A Wonderful Tour in Thessaloniki, Greece 27.11.12

At noon, we were brought around for a short tour in Thessaloniki by Mr. and Mrs. Chatzigiannis (Pavlos and Nancy). We had a great time looking at some of the historical places in different parts of the city and got ourselves some souvenirs, of course. 

 Thessaloniki is Greece's second major economic, industrial, commercial and political centre, and a major transportation hub for the rest of southeastern Europe; its commercial port is also of great importance for Greece and the southeastern European hinterland. The city is renowned for its festivals, events and vibrant cultural life in general, and it is considered to be the cultural capital of Greece. 

According to the history, this city was founded around 315 BC by the King Cassander of Macedon. He named this city after his wife Thessalonike, a half-sister of Alexander the Great and princess of Macedon as daughter of Philip II. Under the kingdom of Macedon the city retained its own autonomy and parliament and evolved to become the most important city in Macedon.

We were brought to the Castle of Thessaloniki - The Heptapyrgion Castle or Yedi Kule. It was located on a hill above the Old Town (Ano Poli). Its location gives gorgeous view to the city, the port and the Aegean Sea. 


The Castle of Thessaloniki was built on the spot of  of the ancient Acropolis, founded by Cassander in 316 B.C. The walls of the castle, that are still visible today, date from 4th century A.D. In fact, the Castle has 10 towers in total, although its name Heptapyrgion means "Seven Towers". 

Till the 1890s the Castle was the seat of the garrison commanders and then it was turned into a prison for 100 years. The prison was known as a severe place of torture. After the damages during war and earthquakes throughout the time line, the empty Castle of Thessaloniki is today under restoration but open for visitors.


We then went to the central of the city to visit the Roman Forum of Thessaloniki. All the pictures about the Forum of Roman are as above.  

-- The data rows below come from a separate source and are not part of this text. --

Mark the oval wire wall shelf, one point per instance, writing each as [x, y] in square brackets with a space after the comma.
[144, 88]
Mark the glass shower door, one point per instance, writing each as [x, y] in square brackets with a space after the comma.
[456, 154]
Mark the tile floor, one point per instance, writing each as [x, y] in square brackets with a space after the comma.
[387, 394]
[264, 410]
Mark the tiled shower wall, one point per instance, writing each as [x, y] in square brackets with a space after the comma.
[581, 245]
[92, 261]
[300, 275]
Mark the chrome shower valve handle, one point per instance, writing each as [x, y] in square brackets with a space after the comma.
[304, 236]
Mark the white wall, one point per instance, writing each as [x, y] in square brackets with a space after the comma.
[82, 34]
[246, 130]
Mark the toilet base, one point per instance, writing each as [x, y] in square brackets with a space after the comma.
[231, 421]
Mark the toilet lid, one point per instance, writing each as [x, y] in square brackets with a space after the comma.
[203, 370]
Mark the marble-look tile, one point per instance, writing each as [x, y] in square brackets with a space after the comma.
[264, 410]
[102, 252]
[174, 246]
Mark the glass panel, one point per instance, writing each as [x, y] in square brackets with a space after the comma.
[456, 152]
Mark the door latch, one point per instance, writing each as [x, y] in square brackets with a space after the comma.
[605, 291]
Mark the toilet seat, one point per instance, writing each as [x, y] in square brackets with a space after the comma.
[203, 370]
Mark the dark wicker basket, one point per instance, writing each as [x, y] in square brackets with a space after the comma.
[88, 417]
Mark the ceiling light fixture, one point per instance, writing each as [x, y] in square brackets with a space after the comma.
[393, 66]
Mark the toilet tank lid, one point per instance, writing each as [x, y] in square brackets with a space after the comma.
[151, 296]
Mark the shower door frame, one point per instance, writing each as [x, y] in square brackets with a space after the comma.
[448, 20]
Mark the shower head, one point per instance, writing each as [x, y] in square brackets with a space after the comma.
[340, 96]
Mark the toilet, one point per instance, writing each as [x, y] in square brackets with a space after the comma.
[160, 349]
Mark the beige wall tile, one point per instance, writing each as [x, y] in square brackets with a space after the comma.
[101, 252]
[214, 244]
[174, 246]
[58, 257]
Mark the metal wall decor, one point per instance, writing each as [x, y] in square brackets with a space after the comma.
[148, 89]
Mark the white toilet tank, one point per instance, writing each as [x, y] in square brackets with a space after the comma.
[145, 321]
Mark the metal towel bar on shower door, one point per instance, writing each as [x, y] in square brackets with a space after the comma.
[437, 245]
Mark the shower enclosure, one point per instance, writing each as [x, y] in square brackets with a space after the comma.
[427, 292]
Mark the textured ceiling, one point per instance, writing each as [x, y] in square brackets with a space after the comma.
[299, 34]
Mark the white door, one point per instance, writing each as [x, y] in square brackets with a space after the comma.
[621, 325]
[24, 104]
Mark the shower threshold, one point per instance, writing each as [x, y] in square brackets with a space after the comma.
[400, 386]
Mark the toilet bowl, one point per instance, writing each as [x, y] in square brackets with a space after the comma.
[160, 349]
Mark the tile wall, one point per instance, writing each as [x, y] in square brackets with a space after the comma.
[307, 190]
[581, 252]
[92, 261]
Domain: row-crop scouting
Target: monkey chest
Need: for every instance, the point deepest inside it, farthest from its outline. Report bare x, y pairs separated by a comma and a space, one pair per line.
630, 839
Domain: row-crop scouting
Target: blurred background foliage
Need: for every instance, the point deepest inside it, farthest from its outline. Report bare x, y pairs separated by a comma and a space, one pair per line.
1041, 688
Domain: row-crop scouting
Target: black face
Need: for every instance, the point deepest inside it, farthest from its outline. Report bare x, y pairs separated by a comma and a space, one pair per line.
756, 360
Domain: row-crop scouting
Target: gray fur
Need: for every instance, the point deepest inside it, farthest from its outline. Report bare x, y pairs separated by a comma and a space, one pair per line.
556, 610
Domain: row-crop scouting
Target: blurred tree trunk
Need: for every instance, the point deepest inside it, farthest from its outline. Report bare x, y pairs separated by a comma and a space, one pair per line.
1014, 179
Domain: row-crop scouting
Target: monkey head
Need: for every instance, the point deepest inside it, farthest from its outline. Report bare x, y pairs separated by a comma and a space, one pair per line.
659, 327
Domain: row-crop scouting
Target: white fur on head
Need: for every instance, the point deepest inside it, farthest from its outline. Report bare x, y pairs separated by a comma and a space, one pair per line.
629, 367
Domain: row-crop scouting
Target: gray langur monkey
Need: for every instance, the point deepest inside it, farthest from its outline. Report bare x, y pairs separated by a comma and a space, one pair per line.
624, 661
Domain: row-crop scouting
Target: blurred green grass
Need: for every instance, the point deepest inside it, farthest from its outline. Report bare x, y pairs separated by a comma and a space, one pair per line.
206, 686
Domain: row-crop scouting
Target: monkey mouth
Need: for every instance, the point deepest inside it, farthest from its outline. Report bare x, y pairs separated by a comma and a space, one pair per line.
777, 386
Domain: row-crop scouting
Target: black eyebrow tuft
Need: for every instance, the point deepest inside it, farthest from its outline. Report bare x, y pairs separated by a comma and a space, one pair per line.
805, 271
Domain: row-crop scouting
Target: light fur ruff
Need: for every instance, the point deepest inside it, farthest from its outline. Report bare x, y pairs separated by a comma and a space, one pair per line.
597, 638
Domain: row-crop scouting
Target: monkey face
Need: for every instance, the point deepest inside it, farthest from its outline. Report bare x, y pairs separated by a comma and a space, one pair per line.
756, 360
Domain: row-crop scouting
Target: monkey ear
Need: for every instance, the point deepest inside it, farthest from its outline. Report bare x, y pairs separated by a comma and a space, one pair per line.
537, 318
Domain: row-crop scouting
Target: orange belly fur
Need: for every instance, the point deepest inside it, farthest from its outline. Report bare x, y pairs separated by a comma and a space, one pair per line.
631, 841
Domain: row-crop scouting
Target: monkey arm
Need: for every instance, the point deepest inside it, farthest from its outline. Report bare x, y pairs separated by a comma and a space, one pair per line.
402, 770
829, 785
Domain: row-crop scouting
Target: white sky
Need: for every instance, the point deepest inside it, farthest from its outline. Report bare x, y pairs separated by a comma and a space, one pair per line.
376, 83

Later in the afternoon, we paid a visit to the White Tower. It is a monument and museum on the waterfront of the city of Thessaloniki, capital of the region of Macedonia in northern Greece and a symbol of Greek sovereignty over Macedonia. The present tower replaced an old Byzantine fortification which was mentioned around the 12th century and reconstructed by the Ottomans to fortify the city's harbour; it became a notorious prison and scene of mass executions during the period of Ottoman rule. It was substantially remodeled and its exterior was whitewashed after Greece gained control of the city in 1912. It has been adopted as the symbol of the city.

Last but not least we paid a visit to DXN Greece office in Cosmos Building. Things have improved so much since last year when I came here last year.